Right up until the very last moment I entertained the possibility that I might not go: after all I would have to change shifts with one of the other waitresses, and find something respectable to wear (but what?). Curiosity won of course, as I had always known it would, and the appointed evening found me perfumed and painted, in a smart dress and uncomfortable shoes, standing in the bar, toying with a glass of orange juice that I was too sick with nerves to drink.

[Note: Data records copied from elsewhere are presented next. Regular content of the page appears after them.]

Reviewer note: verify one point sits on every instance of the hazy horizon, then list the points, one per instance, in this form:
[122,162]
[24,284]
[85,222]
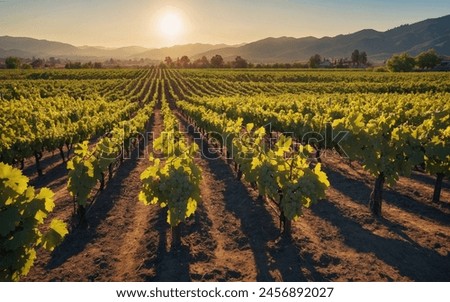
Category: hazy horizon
[156,24]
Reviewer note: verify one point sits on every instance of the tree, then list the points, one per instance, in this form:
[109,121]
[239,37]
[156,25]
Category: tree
[201,63]
[314,61]
[428,59]
[401,63]
[355,57]
[184,62]
[12,62]
[217,61]
[240,62]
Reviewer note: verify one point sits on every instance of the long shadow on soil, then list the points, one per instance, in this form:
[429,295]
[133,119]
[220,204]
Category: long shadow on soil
[412,260]
[257,224]
[173,265]
[359,192]
[54,175]
[76,241]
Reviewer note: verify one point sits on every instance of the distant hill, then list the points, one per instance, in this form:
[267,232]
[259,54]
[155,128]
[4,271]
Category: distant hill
[174,52]
[413,38]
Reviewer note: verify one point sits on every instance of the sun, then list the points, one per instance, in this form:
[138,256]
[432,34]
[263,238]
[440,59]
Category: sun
[170,24]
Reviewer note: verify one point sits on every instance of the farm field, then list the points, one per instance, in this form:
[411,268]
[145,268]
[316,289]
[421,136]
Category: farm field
[286,175]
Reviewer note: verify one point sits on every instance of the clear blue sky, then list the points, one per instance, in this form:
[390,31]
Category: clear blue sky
[137,22]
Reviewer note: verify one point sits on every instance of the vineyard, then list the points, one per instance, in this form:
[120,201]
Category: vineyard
[224,175]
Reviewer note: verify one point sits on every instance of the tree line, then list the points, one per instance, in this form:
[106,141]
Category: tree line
[358,59]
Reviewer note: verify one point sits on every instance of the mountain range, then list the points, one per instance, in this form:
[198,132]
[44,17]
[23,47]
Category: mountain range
[411,38]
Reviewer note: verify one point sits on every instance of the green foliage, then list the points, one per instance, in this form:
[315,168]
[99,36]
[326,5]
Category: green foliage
[175,181]
[22,211]
[281,172]
[428,59]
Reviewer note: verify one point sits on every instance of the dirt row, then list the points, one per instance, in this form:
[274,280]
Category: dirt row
[234,234]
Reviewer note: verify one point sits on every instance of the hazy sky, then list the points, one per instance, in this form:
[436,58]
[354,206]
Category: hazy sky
[115,23]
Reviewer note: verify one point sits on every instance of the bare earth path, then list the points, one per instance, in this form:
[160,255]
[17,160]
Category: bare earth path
[234,234]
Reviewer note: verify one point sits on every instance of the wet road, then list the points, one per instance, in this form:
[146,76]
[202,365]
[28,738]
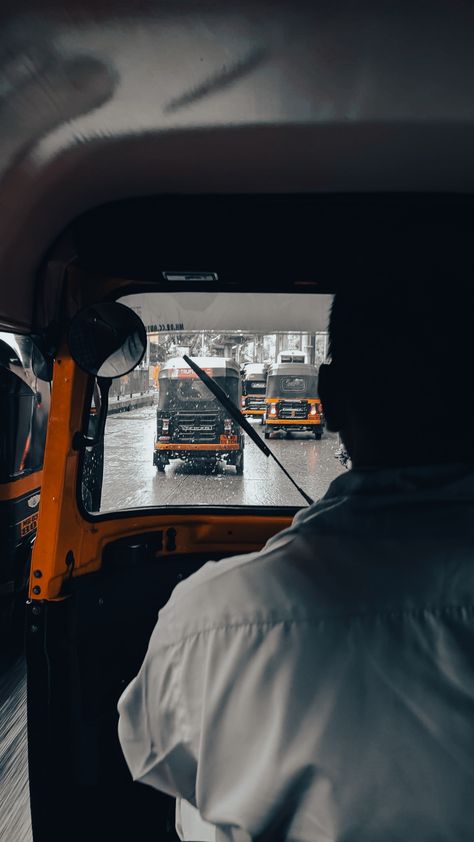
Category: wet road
[131,480]
[15,825]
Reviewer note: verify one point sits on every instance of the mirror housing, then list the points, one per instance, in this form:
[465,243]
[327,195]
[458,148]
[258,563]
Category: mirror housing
[107,339]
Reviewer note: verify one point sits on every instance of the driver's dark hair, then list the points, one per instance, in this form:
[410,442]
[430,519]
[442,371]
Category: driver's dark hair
[405,351]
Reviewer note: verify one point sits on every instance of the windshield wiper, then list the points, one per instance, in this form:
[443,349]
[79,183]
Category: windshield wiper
[240,419]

There was no sign of him there or in the foyer, so I went to my seat, which was in the dress circle, one in from the aisle, and made an attempt at reading the programme notes, losing the plot in about the second paragraph. I couldn’t shake off the feeling that I was about to be exposed as an impostor and thrown out, that people could tell just from looking at me that I’d thought there was no Strauss but Johann.
I’d bought a big bag of wine gums at the station, in case he didn’t turn up and the performance was boring, but I felt too inhibited to take them out of my handbag. All around me the auditorium was filling up, but the aisle seat remained unoccupied – oppressively so, it began to seem to me. Then the house lights dimmed and the orchestra began tuning up, and just as the first notes of the overture rose like balloons from the pit, he came down the steps, with silent, hasty tread, and slipped into the seat beside me, flinging his coat across his knees, and there was no chance to do more than exchange a quick nod until the end of the first act.

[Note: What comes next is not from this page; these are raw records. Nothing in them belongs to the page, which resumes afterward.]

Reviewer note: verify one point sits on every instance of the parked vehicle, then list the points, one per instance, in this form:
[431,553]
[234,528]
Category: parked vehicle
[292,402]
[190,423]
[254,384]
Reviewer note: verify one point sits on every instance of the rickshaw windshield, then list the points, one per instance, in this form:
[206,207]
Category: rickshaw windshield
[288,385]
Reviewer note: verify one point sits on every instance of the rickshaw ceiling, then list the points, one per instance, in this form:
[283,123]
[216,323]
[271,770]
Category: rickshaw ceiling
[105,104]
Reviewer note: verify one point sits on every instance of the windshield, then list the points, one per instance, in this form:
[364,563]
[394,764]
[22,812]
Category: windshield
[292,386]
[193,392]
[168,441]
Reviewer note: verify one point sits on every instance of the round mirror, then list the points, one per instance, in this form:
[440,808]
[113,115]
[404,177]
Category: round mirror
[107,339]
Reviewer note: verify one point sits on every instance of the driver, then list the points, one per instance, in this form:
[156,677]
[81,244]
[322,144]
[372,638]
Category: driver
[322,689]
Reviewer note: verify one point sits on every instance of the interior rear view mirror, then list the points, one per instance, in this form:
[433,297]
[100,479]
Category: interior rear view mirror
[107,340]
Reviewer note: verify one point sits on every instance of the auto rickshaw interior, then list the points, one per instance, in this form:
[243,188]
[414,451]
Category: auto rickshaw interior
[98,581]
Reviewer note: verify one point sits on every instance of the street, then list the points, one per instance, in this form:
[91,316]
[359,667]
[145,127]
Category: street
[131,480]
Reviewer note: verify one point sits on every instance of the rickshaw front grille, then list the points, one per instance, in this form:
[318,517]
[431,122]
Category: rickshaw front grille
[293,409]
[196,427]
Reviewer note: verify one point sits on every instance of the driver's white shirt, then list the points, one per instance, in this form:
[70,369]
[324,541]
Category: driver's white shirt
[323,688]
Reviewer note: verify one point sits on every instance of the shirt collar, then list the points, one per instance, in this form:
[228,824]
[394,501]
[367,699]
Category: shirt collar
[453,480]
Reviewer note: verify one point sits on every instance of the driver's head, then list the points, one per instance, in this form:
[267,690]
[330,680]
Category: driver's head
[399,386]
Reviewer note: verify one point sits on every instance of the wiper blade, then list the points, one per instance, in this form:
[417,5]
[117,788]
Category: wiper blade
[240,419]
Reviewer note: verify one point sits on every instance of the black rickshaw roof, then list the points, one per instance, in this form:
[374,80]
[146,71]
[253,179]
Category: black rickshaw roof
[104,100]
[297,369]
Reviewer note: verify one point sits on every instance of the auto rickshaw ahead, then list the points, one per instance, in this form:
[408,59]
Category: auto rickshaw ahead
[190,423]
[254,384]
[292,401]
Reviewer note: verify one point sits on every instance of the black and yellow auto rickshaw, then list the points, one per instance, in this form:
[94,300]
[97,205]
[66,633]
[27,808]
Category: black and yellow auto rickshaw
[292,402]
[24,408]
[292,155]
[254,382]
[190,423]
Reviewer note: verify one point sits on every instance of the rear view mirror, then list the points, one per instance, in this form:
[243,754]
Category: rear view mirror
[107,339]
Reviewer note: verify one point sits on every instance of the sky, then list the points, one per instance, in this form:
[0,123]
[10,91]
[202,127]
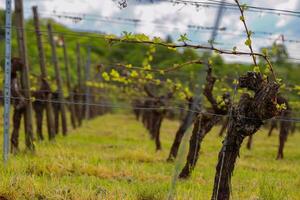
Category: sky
[161,19]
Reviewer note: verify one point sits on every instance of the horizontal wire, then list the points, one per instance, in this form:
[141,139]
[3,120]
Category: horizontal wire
[153,108]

‘Aren’t you taking a bit of a risk?’ I said, as we fought our way back to the bar at the interval.
‘I suppose I am,’ he replied. ‘It’s completely out of character.’ He had gone to the trouble of pre-ordering drinks to avoid the crush – it was what had made him fractionally late – and it took him a while to track them down: one red wine, one white.
‘You choose: I didn’t know which you’d prefer.’
‘I can’t drink alcohol at the moment,’ I replied, and I could see the light dawning even before I added, ‘not while I’m taking the tablets you prescribed.’
He looked appalled at his error. ‘I’m so sorry,’ he said. ‘I wasn’t thinking of you as a patient.’
‘Good,’ I said. ‘Perhaps if I knew your name I could stop thinking of you as a doctor.’
That was how it began, with a curious mixture of impulsiveness and calculation. For an extra-marital affair it was incongruously restrained. It was weeks, for example, before we got around to making love, and even after that it was something that could only be infrequently achieved. Opportunity and location did not often present themselves. His house was out of the question. I wasn’t completely comfortable with the idea of bringing him home for sex-in-the-afternoons with Christian in the next room. Although I had done the ethical thing and registered at a new practice, Geoff was still Christian’s GP and I couldn’t help feeling there was something questionable in the arrangement. Since Geoff’s free time was mostly incompatible with mine the relationship had to be conducted to a large extent by telephone. Every fortnight he would make some work-related excuse for not being at home on a Wednesday night – my weeknight off – and we would meet up for a drink.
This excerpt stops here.